Last of the Lions
An African American Journey in Memoir
Clarence B. Jones
Last of the Lions is two histories woven into one remarkable story. It's a personal history – the evocative life of Clarence B. Jones, from his depression- and segregation-era upbringing at the hands of caring Irish Catholic nuns through our current era (when America elected a President to follow the first black man to hold the office with a man dog-whistling to white supremacists for four years). And all the amazing moments in between – his Ivy League years, his unprecedented dual role as simultaneous military draftee and protester, his work as an entertainment lawyer, financial and media entrepreneur, and more. But it's also the coming-of-age story of this country, with the kind of intimate observations and thought-provoking perspective that unfurl in classics like Soul on Ice, On the Road, and The Feminine Mystique.

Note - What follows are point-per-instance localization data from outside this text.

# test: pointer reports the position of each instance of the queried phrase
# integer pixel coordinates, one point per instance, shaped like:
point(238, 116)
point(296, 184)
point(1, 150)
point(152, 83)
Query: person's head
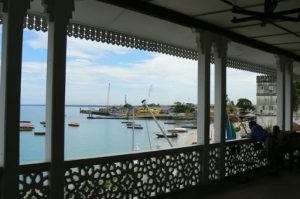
point(252, 124)
point(276, 130)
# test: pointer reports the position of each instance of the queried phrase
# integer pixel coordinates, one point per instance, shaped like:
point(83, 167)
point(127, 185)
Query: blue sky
point(91, 66)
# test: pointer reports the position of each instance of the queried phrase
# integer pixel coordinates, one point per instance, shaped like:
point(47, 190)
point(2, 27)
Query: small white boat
point(178, 130)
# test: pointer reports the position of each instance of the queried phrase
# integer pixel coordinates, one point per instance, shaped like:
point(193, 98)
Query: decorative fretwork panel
point(134, 177)
point(243, 156)
point(39, 22)
point(34, 182)
point(213, 162)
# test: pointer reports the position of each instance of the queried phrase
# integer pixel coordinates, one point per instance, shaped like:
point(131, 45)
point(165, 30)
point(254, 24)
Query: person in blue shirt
point(257, 132)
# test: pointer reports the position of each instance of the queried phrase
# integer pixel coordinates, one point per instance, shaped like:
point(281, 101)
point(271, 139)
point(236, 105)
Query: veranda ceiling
point(282, 35)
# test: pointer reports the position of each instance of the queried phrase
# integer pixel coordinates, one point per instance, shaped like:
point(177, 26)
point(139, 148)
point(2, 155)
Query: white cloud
point(172, 78)
point(77, 48)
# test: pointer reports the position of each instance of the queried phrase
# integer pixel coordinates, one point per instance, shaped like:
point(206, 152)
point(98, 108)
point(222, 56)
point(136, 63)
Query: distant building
point(266, 96)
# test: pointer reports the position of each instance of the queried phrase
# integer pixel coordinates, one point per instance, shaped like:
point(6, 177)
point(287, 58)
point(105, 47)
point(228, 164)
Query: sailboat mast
point(108, 91)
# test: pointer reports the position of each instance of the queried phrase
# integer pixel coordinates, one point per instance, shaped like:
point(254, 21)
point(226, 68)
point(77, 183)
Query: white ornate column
point(280, 78)
point(288, 76)
point(12, 38)
point(59, 14)
point(203, 109)
point(220, 54)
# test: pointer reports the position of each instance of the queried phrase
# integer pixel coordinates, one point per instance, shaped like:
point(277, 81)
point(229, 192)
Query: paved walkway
point(261, 185)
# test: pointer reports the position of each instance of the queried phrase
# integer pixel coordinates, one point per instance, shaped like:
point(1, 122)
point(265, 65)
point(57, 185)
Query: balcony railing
point(141, 175)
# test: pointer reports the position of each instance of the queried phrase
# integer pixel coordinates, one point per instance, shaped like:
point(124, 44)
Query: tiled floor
point(261, 185)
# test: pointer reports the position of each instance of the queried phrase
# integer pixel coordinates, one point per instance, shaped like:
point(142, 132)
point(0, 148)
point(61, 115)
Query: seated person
point(272, 148)
point(257, 132)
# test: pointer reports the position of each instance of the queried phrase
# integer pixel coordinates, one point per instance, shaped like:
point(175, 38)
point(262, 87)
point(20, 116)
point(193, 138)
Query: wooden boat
point(169, 122)
point(136, 126)
point(177, 130)
point(25, 121)
point(26, 127)
point(43, 122)
point(40, 133)
point(127, 122)
point(169, 135)
point(74, 124)
point(189, 126)
point(131, 124)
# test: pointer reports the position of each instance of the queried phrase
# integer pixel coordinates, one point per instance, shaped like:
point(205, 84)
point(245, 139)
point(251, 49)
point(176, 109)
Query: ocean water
point(93, 138)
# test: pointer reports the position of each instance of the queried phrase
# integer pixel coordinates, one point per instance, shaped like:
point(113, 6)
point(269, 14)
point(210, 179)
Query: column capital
point(24, 4)
point(204, 40)
point(220, 46)
point(59, 9)
point(283, 61)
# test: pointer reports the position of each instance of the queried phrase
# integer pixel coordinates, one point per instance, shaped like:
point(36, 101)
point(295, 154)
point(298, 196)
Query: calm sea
point(97, 137)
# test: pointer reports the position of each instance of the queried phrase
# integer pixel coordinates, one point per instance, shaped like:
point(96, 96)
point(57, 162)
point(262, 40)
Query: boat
point(169, 122)
point(189, 126)
point(26, 127)
point(40, 133)
point(178, 130)
point(169, 135)
point(131, 124)
point(74, 124)
point(25, 121)
point(43, 122)
point(136, 126)
point(127, 122)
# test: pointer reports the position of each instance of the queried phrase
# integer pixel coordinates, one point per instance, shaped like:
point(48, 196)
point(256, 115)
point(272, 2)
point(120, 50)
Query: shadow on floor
point(258, 185)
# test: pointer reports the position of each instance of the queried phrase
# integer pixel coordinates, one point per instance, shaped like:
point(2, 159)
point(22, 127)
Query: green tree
point(245, 104)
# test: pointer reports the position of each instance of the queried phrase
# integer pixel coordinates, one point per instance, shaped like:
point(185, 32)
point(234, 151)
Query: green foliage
point(245, 104)
point(183, 108)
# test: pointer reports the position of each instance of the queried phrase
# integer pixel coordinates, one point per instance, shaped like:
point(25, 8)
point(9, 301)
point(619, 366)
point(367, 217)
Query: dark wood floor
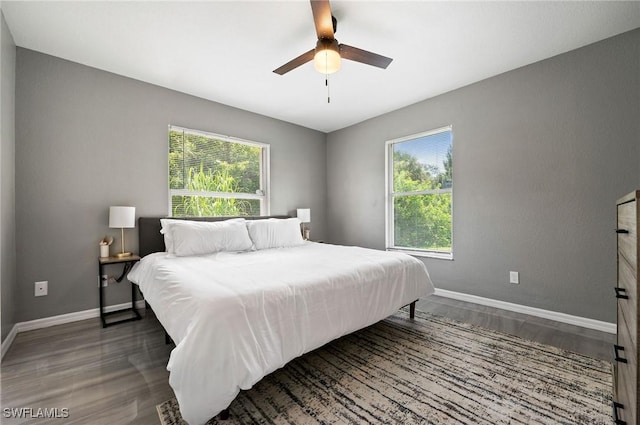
point(118, 375)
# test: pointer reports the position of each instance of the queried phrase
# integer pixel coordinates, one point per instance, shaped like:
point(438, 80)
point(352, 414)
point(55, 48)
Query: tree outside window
point(212, 175)
point(420, 193)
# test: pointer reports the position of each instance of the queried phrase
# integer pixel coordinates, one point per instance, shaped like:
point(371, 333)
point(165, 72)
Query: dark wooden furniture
point(133, 314)
point(625, 366)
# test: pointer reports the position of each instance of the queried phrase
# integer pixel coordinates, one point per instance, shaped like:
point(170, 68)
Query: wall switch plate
point(514, 277)
point(41, 288)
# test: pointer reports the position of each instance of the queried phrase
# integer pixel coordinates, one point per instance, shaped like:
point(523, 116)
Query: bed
point(238, 315)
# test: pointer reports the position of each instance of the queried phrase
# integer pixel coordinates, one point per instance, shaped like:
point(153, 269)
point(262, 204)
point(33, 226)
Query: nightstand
point(133, 314)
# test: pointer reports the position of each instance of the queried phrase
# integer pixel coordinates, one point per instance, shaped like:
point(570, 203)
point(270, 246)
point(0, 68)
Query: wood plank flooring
point(118, 375)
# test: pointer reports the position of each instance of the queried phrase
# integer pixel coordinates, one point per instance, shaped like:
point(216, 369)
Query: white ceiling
point(226, 51)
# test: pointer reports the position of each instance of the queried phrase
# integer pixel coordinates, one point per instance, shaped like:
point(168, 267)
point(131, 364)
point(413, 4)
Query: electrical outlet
point(514, 277)
point(41, 288)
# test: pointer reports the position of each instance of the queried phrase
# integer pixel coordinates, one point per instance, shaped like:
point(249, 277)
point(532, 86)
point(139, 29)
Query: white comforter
point(236, 317)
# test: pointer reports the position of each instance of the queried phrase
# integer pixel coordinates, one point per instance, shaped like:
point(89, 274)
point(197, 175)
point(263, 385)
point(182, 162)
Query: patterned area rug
point(428, 371)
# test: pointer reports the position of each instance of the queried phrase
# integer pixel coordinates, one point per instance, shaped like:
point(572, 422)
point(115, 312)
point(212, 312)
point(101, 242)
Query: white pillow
point(187, 237)
point(275, 232)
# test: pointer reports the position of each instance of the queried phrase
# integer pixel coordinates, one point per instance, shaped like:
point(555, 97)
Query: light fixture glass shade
point(122, 217)
point(327, 57)
point(304, 215)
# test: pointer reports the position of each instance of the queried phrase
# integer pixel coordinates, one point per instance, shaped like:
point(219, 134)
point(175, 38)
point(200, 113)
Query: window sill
point(427, 254)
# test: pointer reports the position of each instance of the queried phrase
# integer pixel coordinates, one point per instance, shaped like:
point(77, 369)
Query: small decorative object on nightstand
point(304, 214)
point(129, 313)
point(123, 218)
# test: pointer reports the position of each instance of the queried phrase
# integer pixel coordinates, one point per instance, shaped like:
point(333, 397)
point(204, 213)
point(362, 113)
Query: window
point(213, 175)
point(419, 193)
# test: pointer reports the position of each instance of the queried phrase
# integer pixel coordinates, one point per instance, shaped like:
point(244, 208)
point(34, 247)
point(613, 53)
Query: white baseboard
point(59, 320)
point(533, 311)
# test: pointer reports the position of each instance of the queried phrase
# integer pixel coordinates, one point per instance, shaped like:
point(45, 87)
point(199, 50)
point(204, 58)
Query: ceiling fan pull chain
point(326, 75)
point(326, 83)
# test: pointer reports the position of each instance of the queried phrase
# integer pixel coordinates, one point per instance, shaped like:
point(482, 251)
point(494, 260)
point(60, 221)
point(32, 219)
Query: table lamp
point(123, 218)
point(304, 215)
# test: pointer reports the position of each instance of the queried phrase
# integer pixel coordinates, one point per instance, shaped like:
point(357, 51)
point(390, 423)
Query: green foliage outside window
point(206, 166)
point(422, 220)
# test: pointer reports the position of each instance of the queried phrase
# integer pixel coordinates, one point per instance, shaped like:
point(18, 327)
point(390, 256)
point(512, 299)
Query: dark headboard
point(150, 239)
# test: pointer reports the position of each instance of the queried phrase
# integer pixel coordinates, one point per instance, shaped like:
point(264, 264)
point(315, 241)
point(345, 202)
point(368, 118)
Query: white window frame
point(390, 194)
point(265, 172)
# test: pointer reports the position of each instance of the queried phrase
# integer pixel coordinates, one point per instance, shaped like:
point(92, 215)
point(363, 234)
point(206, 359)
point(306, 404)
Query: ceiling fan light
point(327, 57)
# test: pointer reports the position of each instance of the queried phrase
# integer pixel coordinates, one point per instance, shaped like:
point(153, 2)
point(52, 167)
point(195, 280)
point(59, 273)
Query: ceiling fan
point(327, 53)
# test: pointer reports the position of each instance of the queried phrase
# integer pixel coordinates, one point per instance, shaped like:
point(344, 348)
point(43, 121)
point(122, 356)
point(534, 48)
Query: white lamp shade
point(122, 217)
point(304, 214)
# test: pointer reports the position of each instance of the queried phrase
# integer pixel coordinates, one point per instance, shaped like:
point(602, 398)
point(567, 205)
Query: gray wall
point(87, 139)
point(541, 154)
point(7, 179)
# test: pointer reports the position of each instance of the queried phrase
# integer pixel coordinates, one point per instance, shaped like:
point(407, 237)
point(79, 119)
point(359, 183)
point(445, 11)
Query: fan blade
point(292, 64)
point(363, 56)
point(322, 18)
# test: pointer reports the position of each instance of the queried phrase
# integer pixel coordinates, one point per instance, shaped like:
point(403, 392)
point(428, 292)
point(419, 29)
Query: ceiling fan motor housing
point(327, 57)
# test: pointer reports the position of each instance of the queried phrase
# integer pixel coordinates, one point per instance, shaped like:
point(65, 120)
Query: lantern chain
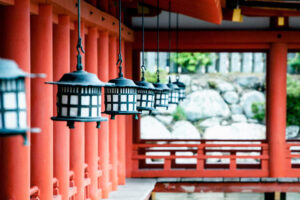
point(79, 42)
point(157, 59)
point(177, 39)
point(120, 60)
point(143, 45)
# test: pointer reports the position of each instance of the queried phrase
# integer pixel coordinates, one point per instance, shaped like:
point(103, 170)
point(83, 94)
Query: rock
point(204, 104)
point(231, 97)
point(220, 85)
point(238, 118)
point(236, 109)
point(165, 119)
point(214, 121)
point(151, 128)
point(236, 131)
point(184, 130)
point(248, 99)
point(249, 82)
point(292, 131)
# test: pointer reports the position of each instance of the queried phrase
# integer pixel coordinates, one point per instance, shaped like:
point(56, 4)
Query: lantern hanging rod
point(120, 60)
point(169, 34)
point(143, 45)
point(177, 39)
point(79, 42)
point(157, 58)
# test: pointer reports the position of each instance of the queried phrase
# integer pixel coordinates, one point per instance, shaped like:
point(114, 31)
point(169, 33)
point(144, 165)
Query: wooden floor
point(134, 189)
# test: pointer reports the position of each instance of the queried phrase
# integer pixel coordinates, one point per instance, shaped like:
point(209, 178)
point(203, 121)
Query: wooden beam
point(208, 10)
point(7, 2)
point(217, 40)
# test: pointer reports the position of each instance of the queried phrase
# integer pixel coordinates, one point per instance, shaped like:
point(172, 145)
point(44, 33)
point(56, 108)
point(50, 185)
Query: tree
point(191, 61)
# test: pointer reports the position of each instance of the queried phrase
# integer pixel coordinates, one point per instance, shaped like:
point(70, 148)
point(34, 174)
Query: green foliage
point(293, 104)
point(293, 101)
point(179, 114)
point(192, 61)
point(259, 110)
point(151, 77)
point(295, 62)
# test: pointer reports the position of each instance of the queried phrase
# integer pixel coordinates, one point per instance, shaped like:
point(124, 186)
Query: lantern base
point(114, 113)
point(71, 121)
point(150, 109)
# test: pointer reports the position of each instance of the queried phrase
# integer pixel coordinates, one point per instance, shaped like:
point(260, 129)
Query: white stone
point(204, 104)
point(185, 130)
point(238, 118)
point(248, 99)
point(236, 109)
point(231, 97)
point(236, 131)
point(151, 128)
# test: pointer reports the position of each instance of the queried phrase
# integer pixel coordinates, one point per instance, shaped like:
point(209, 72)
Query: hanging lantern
point(79, 93)
point(181, 85)
point(174, 92)
point(121, 97)
point(13, 114)
point(162, 90)
point(145, 92)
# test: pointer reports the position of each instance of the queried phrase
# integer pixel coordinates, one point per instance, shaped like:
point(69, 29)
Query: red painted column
point(15, 157)
point(103, 136)
point(121, 135)
point(128, 139)
point(42, 102)
point(113, 126)
point(77, 134)
point(61, 133)
point(276, 108)
point(91, 132)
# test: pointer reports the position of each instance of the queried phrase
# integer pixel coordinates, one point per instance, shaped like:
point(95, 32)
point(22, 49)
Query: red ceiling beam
point(217, 40)
point(208, 10)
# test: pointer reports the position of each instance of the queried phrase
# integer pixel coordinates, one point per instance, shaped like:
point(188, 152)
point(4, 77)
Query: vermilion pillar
point(91, 132)
point(15, 44)
point(77, 134)
point(61, 133)
point(276, 108)
point(121, 135)
point(128, 139)
point(113, 126)
point(103, 136)
point(42, 102)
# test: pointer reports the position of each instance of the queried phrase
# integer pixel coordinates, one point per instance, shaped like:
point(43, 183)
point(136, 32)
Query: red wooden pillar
point(15, 44)
point(276, 108)
point(91, 132)
point(77, 134)
point(128, 139)
point(42, 102)
point(122, 134)
point(113, 126)
point(103, 136)
point(61, 133)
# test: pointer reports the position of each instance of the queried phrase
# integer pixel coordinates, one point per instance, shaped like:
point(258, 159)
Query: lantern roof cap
point(9, 69)
point(80, 78)
point(161, 86)
point(145, 85)
point(122, 82)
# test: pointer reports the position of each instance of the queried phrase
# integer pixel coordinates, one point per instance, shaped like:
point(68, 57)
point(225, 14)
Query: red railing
point(200, 158)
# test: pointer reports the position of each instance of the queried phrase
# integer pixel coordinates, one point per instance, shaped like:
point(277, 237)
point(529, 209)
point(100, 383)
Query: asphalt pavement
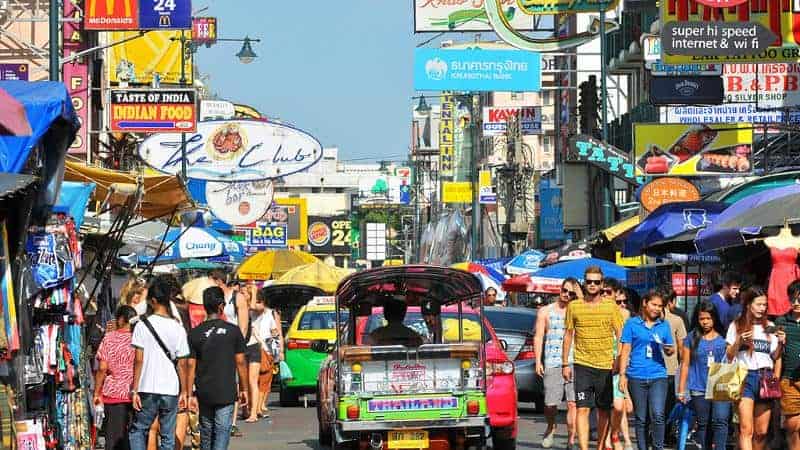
point(296, 428)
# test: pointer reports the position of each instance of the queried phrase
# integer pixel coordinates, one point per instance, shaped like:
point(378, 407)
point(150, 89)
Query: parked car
point(516, 326)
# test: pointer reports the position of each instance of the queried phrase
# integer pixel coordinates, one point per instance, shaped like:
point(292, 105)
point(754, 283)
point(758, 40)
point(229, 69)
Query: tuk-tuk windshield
point(449, 323)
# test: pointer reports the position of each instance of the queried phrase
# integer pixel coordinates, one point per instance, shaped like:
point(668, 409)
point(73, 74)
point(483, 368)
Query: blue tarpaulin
point(45, 102)
point(576, 268)
point(73, 198)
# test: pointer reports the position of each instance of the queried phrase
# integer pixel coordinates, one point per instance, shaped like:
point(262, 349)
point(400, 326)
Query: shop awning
point(162, 193)
point(47, 106)
point(620, 228)
point(11, 184)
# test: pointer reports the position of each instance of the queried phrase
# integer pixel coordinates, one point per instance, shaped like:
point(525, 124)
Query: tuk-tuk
point(410, 393)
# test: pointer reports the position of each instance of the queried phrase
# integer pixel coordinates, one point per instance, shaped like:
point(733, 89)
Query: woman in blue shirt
point(642, 370)
point(704, 345)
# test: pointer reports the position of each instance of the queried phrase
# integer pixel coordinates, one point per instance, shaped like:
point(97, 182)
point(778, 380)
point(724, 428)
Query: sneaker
point(547, 442)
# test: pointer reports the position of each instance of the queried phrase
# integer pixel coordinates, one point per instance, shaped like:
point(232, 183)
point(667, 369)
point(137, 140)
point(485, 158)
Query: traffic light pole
point(608, 180)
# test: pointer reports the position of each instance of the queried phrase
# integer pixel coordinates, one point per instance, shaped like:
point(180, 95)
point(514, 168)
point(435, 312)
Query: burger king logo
point(319, 234)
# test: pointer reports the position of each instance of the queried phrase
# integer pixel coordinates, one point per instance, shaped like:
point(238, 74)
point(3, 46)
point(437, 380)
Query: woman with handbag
point(752, 340)
point(701, 348)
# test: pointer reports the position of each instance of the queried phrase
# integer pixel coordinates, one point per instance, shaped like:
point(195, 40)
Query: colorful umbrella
point(750, 218)
point(317, 274)
point(271, 264)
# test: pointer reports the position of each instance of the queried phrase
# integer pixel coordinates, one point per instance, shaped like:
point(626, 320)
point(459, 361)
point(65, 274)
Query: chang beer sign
point(234, 150)
point(583, 148)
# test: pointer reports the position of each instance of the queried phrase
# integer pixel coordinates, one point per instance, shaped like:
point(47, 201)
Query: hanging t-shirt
point(214, 344)
point(763, 346)
point(158, 372)
point(707, 351)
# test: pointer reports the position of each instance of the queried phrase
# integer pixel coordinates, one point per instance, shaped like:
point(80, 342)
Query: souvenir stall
point(41, 401)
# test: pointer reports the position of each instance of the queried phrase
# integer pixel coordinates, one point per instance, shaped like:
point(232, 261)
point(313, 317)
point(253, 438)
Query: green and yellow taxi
point(314, 321)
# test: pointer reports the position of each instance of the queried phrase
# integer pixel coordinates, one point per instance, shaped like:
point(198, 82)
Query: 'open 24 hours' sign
point(268, 235)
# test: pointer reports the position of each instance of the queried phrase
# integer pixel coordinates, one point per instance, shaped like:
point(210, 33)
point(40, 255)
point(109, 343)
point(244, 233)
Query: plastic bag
point(725, 381)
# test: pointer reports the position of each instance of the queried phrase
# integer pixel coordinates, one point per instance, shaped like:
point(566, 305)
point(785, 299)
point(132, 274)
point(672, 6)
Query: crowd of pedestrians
point(624, 358)
point(162, 361)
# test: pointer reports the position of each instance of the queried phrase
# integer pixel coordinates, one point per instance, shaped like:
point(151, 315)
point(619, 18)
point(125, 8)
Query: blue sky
point(341, 70)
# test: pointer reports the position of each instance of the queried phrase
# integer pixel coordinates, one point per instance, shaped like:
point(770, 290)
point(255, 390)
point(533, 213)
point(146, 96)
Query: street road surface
point(296, 428)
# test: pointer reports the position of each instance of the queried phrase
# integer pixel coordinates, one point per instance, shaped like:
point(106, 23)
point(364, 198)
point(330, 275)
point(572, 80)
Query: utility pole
point(55, 50)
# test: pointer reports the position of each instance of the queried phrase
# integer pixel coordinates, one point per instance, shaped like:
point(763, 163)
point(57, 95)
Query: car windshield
point(507, 320)
point(320, 320)
point(414, 320)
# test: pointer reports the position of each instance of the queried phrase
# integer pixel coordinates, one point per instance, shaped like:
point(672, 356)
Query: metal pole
point(55, 15)
point(473, 176)
point(184, 168)
point(607, 179)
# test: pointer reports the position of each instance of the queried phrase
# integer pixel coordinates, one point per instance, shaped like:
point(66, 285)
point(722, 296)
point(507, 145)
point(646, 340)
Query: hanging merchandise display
point(56, 370)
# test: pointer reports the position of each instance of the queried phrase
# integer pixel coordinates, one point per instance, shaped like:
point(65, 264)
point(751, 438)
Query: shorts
point(593, 387)
point(617, 393)
point(265, 372)
point(556, 388)
point(790, 397)
point(752, 388)
point(253, 354)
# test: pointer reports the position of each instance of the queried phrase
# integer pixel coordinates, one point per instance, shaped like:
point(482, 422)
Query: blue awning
point(46, 103)
point(73, 198)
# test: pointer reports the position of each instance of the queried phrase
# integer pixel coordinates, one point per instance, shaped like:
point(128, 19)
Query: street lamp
point(246, 55)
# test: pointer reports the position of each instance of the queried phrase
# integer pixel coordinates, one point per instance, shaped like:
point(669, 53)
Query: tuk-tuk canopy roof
point(442, 284)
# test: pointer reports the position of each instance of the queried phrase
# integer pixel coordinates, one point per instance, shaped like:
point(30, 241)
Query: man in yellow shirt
point(592, 324)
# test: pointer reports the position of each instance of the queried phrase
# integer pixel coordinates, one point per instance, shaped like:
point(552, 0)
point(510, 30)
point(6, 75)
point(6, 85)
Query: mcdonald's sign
point(111, 15)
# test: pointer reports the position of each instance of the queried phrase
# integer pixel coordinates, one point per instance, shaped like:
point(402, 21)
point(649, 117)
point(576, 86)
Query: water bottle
point(99, 415)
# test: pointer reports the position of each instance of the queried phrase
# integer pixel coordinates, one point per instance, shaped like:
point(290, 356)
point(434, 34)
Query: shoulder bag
point(161, 344)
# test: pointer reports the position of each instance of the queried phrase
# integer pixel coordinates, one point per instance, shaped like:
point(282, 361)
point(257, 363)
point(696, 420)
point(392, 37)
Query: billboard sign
point(153, 110)
point(674, 149)
point(14, 71)
point(75, 74)
point(583, 148)
point(667, 190)
point(686, 90)
point(745, 22)
point(447, 124)
point(239, 203)
point(204, 30)
point(234, 150)
point(165, 15)
point(216, 109)
point(106, 15)
point(495, 119)
point(476, 70)
point(727, 113)
point(432, 16)
point(551, 216)
point(267, 235)
point(145, 56)
point(329, 235)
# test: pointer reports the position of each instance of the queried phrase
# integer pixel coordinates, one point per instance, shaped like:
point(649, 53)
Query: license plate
point(408, 439)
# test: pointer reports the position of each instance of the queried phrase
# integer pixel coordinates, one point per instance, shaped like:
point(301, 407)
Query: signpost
point(153, 111)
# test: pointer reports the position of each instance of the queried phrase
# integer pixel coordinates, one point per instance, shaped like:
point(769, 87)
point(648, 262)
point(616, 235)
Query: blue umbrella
point(748, 218)
point(670, 220)
point(526, 262)
point(577, 267)
point(194, 243)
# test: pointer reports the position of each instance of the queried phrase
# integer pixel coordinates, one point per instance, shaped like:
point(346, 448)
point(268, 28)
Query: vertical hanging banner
point(165, 15)
point(110, 15)
point(446, 134)
point(76, 72)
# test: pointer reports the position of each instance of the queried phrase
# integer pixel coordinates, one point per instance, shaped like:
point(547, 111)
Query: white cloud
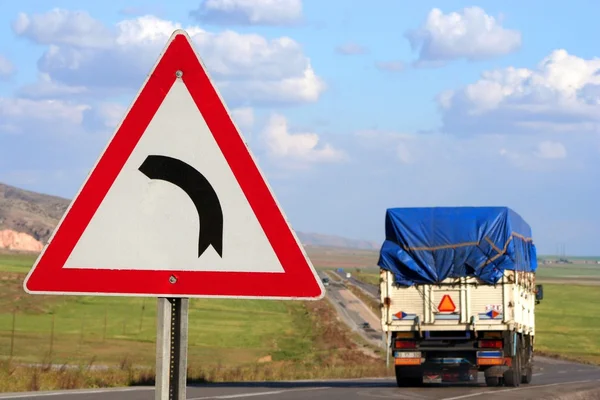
point(75, 28)
point(470, 34)
point(249, 12)
point(551, 150)
point(104, 117)
point(6, 68)
point(297, 147)
point(350, 48)
point(25, 116)
point(246, 67)
point(561, 95)
point(34, 118)
point(243, 117)
point(46, 88)
point(390, 66)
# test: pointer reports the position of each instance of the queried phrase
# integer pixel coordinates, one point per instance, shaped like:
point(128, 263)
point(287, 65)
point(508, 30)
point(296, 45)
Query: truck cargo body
point(458, 295)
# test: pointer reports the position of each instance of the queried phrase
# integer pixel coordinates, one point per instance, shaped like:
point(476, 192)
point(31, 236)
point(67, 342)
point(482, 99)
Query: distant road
point(371, 289)
point(552, 379)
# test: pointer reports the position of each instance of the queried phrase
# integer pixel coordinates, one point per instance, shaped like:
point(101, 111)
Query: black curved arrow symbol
point(200, 191)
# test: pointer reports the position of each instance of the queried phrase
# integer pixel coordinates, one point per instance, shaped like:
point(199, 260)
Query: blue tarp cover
point(428, 245)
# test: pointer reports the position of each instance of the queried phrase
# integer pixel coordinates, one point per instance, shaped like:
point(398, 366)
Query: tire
point(492, 381)
point(526, 379)
point(527, 373)
point(407, 381)
point(512, 376)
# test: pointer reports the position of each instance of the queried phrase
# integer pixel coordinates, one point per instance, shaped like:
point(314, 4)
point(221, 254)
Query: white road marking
point(466, 396)
point(243, 395)
point(30, 395)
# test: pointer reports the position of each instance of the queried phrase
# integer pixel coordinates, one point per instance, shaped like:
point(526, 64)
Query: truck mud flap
point(450, 375)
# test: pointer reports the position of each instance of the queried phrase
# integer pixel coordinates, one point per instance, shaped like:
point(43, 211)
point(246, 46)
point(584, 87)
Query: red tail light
point(405, 344)
point(494, 344)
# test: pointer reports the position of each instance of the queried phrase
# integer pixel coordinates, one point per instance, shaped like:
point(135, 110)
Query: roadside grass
point(370, 276)
point(569, 271)
point(86, 341)
point(567, 322)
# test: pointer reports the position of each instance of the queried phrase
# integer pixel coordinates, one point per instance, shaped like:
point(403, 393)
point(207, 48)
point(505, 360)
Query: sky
point(350, 107)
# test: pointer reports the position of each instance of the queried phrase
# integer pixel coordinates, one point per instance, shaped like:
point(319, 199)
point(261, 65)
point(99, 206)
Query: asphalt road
point(355, 313)
point(371, 289)
point(553, 379)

Between the time Jones was born and today, the landscape of America's relationship with her black citizenry has experienced a sea change. Jones is the bridge from one America to another – spanning poverty and prosperity, injustice and acceptance, Harlem and Wall Street, even spanning the militant philosophy of the radical black Nation of Islam and the Gandhian philosophy of Dr. King. His story is the connective tissue that clarifies our past, explains our present, and points to the way to the future. Jones suffered the iniquities, fought the battles, and unlike so many, lived to see both the fruits of his labor and its failings. But this book is far from a treatise on race; Jones witnessed (and participated in) nearly every one of the most important political and social movements from the 1950s right up until today. Eight crucial decades that defined the "American Experience" and Jones was in the thick of it.
Last of the Lions offers a vibrant perspective on human nature and light and dark sides of American values. Jones presents a guide to the ever-pressing – and even after 400 years the still-unfinished – business in our country: the erasing of the color line. Ferguson could have happened half a century ago, but it happed half a decade ago. A path to true freedom laid out by perhaps the only man alive with the personal experience and social context to tackle the issue head-on. History never felt so present, philosophy so urgent.